In this study, I argue that James's thought is much more continuous and unified than is generally thought. In particular, I locate the center of James's vision in a model of the individual that James develops in the 1880s and which remains in the background of his subsequent thought, providing the basis for his mature conceptions of freedom, morality, and pragmatic meaning. Although I accept the view, proposed by scholars such as Ellen Kappy Suckiel and James Pawelski, that the Jamesian individual is structured by a sensori-motor "reflex arc" such that the function of thought for James is to discharge in action, I argue further that for James the reflex arc itself consists of a series of "selectionist systems," that is, systems that are structurally analogous to, if distinct from and not reducible to, Darwinian natural selection. Indeed, I contend that the Jamesian individual is a nexus of such systems, the crux of which is a selective will that filters cognitive variation from "beneath" and thereby generates variation for further systems "above."
Freedom on this model consists in the will's ability to select among possibilities for action delivered by sensation and cognition.

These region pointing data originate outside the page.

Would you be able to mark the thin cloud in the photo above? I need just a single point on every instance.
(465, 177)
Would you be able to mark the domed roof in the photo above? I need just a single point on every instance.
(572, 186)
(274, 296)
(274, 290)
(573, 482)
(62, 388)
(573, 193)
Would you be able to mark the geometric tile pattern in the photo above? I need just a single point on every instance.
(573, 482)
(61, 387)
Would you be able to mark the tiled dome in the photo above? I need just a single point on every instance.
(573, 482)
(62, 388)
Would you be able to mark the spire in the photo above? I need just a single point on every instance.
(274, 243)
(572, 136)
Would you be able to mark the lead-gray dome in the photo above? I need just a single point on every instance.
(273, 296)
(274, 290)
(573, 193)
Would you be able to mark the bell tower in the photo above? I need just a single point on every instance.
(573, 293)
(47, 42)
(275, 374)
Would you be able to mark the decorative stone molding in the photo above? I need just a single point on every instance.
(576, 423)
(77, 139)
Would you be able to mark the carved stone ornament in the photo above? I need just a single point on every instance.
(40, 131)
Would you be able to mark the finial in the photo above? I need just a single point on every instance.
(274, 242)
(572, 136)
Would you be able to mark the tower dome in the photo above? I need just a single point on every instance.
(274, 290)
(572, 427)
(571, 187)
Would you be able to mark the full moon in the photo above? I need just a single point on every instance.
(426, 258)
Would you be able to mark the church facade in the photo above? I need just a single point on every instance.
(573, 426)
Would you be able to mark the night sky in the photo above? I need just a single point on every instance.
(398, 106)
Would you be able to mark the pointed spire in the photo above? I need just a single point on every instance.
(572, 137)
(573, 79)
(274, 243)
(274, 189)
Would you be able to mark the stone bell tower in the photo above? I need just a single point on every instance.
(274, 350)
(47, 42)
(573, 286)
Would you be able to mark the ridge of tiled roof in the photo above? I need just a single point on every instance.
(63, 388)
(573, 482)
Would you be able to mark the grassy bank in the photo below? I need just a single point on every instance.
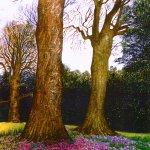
(9, 133)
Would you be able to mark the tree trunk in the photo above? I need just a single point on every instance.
(95, 121)
(45, 120)
(14, 99)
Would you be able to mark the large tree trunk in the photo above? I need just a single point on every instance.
(45, 121)
(14, 99)
(95, 121)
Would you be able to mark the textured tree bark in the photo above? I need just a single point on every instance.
(95, 121)
(45, 121)
(14, 115)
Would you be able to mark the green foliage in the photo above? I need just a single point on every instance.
(75, 79)
(136, 42)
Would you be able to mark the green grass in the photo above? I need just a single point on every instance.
(143, 137)
(13, 128)
(8, 128)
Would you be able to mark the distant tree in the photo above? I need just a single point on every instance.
(18, 54)
(100, 24)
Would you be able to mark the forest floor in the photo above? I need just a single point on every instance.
(10, 132)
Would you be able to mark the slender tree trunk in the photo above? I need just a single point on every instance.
(45, 121)
(95, 121)
(14, 115)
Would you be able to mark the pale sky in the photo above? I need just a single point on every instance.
(74, 58)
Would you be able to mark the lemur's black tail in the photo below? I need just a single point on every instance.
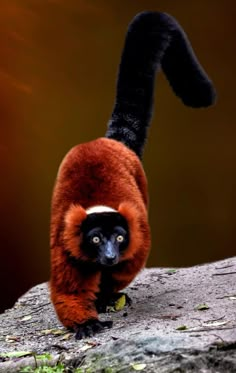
(154, 40)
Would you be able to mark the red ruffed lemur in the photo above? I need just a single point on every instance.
(100, 236)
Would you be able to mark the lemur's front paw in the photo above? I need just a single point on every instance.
(91, 327)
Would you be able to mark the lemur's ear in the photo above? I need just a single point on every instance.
(74, 217)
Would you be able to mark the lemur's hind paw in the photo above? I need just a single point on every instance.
(91, 327)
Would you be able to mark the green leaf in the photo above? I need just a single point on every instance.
(182, 327)
(16, 354)
(120, 303)
(138, 366)
(43, 357)
(171, 271)
(202, 307)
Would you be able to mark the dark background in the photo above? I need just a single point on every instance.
(58, 64)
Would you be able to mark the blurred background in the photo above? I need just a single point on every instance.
(58, 66)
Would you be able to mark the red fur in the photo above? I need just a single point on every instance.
(101, 172)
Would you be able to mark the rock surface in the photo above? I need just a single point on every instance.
(181, 320)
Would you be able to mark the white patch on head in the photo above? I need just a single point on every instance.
(99, 209)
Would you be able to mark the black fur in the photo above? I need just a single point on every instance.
(107, 227)
(154, 40)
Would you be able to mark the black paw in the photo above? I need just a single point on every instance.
(91, 327)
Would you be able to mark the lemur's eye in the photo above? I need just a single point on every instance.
(96, 239)
(120, 238)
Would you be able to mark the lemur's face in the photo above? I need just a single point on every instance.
(104, 237)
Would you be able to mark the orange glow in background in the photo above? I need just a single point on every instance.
(58, 65)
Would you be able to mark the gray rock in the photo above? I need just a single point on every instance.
(164, 329)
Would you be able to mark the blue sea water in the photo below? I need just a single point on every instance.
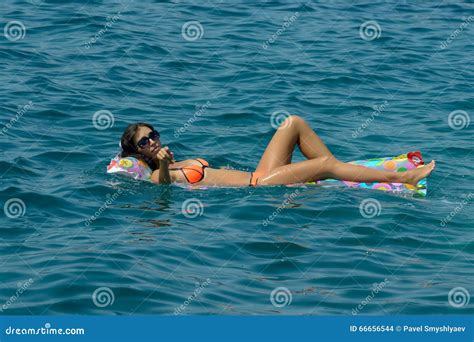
(209, 76)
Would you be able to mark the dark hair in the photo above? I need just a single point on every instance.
(129, 148)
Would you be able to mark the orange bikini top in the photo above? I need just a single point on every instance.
(194, 173)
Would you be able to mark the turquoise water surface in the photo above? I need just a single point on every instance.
(373, 79)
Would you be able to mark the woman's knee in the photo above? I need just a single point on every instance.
(293, 120)
(327, 163)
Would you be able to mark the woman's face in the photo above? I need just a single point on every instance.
(153, 146)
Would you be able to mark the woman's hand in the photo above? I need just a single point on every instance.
(165, 156)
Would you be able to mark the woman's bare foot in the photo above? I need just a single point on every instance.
(414, 176)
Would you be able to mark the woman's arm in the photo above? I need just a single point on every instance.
(162, 175)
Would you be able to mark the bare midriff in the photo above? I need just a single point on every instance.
(225, 177)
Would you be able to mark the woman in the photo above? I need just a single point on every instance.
(275, 167)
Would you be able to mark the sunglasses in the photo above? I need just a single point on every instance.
(143, 142)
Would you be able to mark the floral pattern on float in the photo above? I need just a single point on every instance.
(401, 163)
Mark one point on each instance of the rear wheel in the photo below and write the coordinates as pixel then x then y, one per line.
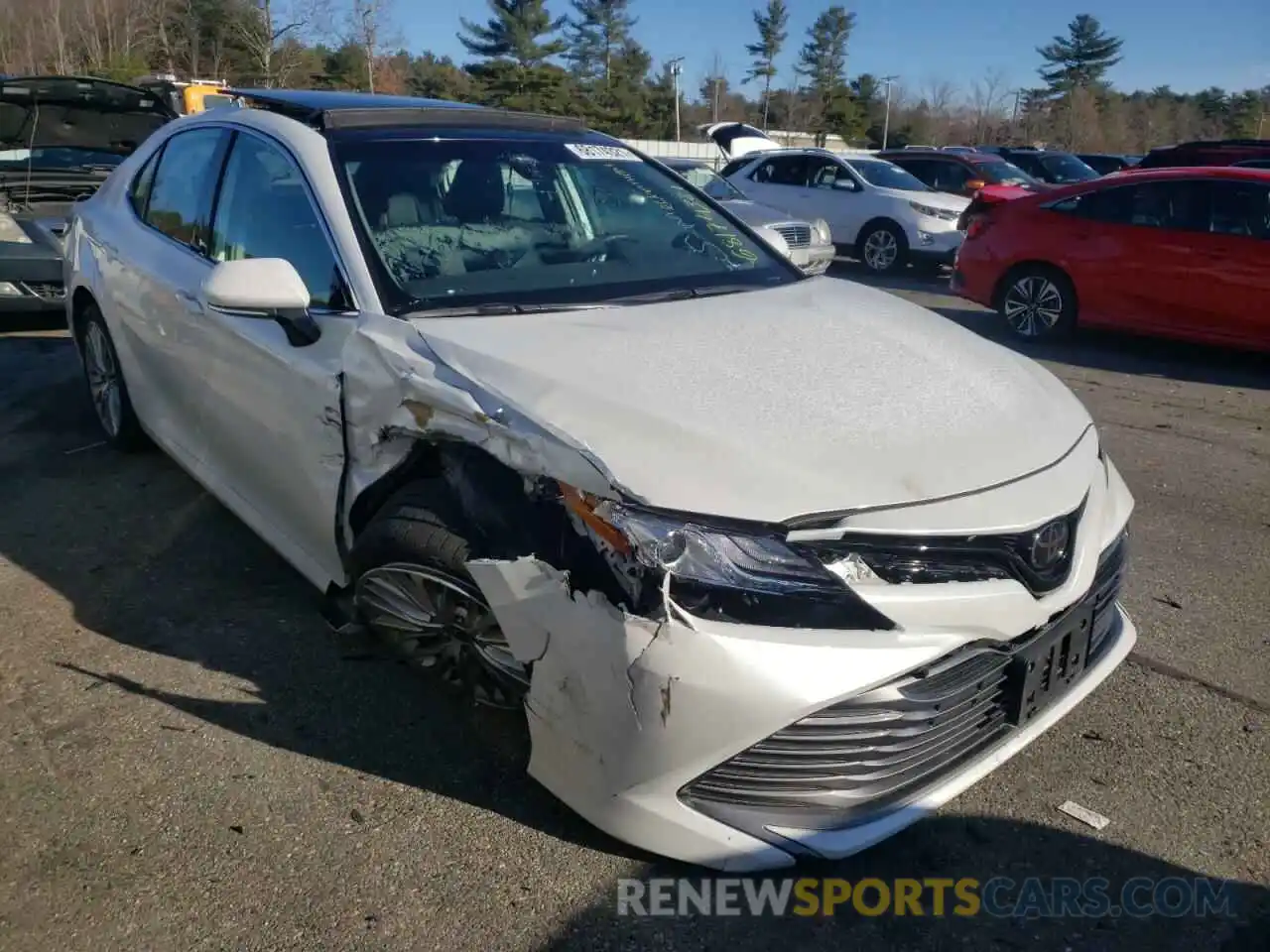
pixel 883 248
pixel 414 593
pixel 1038 303
pixel 105 385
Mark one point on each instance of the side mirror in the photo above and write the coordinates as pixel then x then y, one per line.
pixel 263 287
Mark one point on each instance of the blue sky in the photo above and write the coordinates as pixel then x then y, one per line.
pixel 1187 45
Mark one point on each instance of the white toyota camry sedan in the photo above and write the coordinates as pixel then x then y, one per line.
pixel 772 563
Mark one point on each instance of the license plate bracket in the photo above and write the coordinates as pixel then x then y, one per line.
pixel 1044 669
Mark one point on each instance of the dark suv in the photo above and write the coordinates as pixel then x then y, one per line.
pixel 1254 153
pixel 960 173
pixel 1051 167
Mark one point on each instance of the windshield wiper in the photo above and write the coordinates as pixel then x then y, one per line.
pixel 489 309
pixel 675 295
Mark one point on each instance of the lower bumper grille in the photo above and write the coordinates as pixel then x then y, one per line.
pixel 879 749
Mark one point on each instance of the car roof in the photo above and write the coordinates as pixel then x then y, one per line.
pixel 1189 172
pixel 329 111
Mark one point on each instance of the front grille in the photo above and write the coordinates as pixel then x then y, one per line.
pixel 48 290
pixel 871 749
pixel 881 748
pixel 795 235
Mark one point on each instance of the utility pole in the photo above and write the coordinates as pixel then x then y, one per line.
pixel 676 68
pixel 885 122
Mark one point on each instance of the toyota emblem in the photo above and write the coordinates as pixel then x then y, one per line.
pixel 1049 546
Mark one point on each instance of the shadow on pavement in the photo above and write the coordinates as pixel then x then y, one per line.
pixel 953 848
pixel 150 561
pixel 1100 350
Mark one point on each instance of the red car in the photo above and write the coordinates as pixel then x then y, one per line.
pixel 1180 253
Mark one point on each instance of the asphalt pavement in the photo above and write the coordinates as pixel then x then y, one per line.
pixel 190 760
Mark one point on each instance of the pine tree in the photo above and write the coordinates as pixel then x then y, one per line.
pixel 772 35
pixel 518 31
pixel 517 44
pixel 1080 59
pixel 597 33
pixel 824 62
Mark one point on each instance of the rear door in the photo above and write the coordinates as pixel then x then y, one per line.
pixel 1137 257
pixel 1236 261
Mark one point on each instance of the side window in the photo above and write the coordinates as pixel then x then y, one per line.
pixel 952 177
pixel 1241 208
pixel 181 194
pixel 783 171
pixel 1179 206
pixel 825 173
pixel 922 169
pixel 264 212
pixel 1029 164
pixel 139 193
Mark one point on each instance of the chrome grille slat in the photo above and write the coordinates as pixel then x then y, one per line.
pixel 878 749
pixel 795 235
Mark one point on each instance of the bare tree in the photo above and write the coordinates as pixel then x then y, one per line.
pixel 264 36
pixel 370 24
pixel 987 100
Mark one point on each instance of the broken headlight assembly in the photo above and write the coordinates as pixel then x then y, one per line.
pixel 739 572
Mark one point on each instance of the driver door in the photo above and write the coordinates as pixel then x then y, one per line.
pixel 833 194
pixel 272 429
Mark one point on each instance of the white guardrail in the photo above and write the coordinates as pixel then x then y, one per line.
pixel 702 151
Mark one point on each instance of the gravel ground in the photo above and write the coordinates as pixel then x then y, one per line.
pixel 190 760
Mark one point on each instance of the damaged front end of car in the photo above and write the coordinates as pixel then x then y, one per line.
pixel 706 688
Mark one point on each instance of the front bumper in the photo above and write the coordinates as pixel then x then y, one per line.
pixel 640 725
pixel 813 259
pixel 939 245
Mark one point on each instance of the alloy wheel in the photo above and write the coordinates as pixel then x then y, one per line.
pixel 444 625
pixel 103 379
pixel 1033 306
pixel 880 250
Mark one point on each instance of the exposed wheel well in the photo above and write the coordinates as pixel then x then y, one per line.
pixel 1034 266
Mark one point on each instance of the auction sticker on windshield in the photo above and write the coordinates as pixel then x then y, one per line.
pixel 601 153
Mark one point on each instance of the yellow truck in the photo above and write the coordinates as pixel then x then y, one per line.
pixel 189 96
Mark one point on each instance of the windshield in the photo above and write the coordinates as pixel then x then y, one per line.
pixel 711 182
pixel 1003 175
pixel 887 176
pixel 59 158
pixel 521 221
pixel 1065 169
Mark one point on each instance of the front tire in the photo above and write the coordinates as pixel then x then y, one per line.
pixel 1038 303
pixel 414 593
pixel 883 248
pixel 105 385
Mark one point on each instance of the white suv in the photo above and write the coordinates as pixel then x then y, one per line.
pixel 876 211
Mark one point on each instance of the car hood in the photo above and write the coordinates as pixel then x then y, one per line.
pixel 756 214
pixel 937 199
pixel 71 112
pixel 818 397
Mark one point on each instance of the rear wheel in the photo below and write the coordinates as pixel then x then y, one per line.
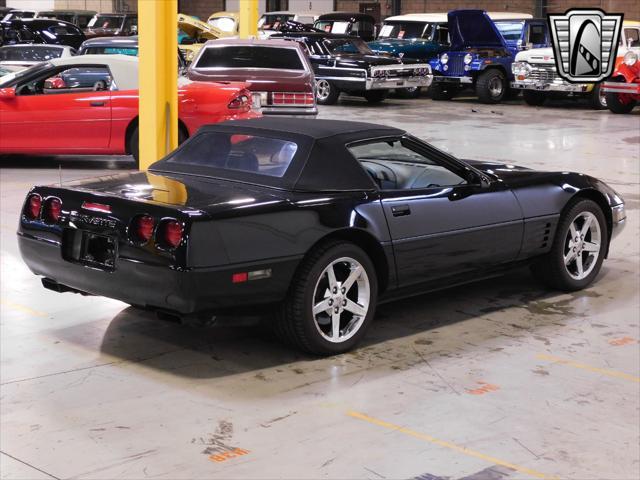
pixel 578 249
pixel 491 86
pixel 376 96
pixel 440 91
pixel 332 300
pixel 619 102
pixel 534 98
pixel 597 98
pixel 326 92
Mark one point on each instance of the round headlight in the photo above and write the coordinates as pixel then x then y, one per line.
pixel 630 58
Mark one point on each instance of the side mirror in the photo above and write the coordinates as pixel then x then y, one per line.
pixel 7 93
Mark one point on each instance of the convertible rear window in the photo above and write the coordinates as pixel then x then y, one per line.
pixel 245 153
pixel 28 53
pixel 250 57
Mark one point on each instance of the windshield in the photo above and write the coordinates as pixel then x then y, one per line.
pixel 7 80
pixel 106 21
pixel 406 30
pixel 226 24
pixel 18 14
pixel 348 45
pixel 233 152
pixel 273 21
pixel 131 51
pixel 250 57
pixel 511 31
pixel 29 54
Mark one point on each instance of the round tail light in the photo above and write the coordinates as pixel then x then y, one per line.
pixel 52 210
pixel 33 206
pixel 142 228
pixel 170 234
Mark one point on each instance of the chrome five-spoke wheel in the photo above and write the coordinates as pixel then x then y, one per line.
pixel 341 299
pixel 582 245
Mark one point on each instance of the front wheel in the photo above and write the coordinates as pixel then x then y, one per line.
pixel 619 102
pixel 491 86
pixel 332 300
pixel 578 249
pixel 376 96
pixel 326 92
pixel 534 98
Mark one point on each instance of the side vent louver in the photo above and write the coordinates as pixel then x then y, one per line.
pixel 545 237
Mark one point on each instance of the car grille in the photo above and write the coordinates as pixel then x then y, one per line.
pixel 544 73
pixel 400 73
pixel 456 65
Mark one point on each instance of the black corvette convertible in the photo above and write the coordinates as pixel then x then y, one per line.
pixel 319 219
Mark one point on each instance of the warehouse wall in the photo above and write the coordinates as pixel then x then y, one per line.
pixel 200 8
pixel 630 8
pixel 97 5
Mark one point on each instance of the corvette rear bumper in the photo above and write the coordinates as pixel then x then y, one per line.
pixel 158 286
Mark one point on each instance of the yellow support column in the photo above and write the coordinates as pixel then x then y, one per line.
pixel 248 18
pixel 158 82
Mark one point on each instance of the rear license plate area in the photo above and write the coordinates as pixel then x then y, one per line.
pixel 90 249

Although the will is not able to produce its own possibilities directly, the most important effect of willful choice for James is its manner of biasing its own future possibilities by way of the breaking or entrenching of embodied habits. Because of this, James's philosophy of pragmatism, which understands meaning in terms of the practical effects of ideas, is shown to be a form of character ethics founded on a Darwin-inspired conception of human freedom.
This study closes by further contextualizing James within the history of nineteenth- and twentieth-century thought, demonstrating James's strong affinities with Nietzsche, while also using comparisons with Husserl and Hegel to draw pragmatist lessons about the limits of abstraction.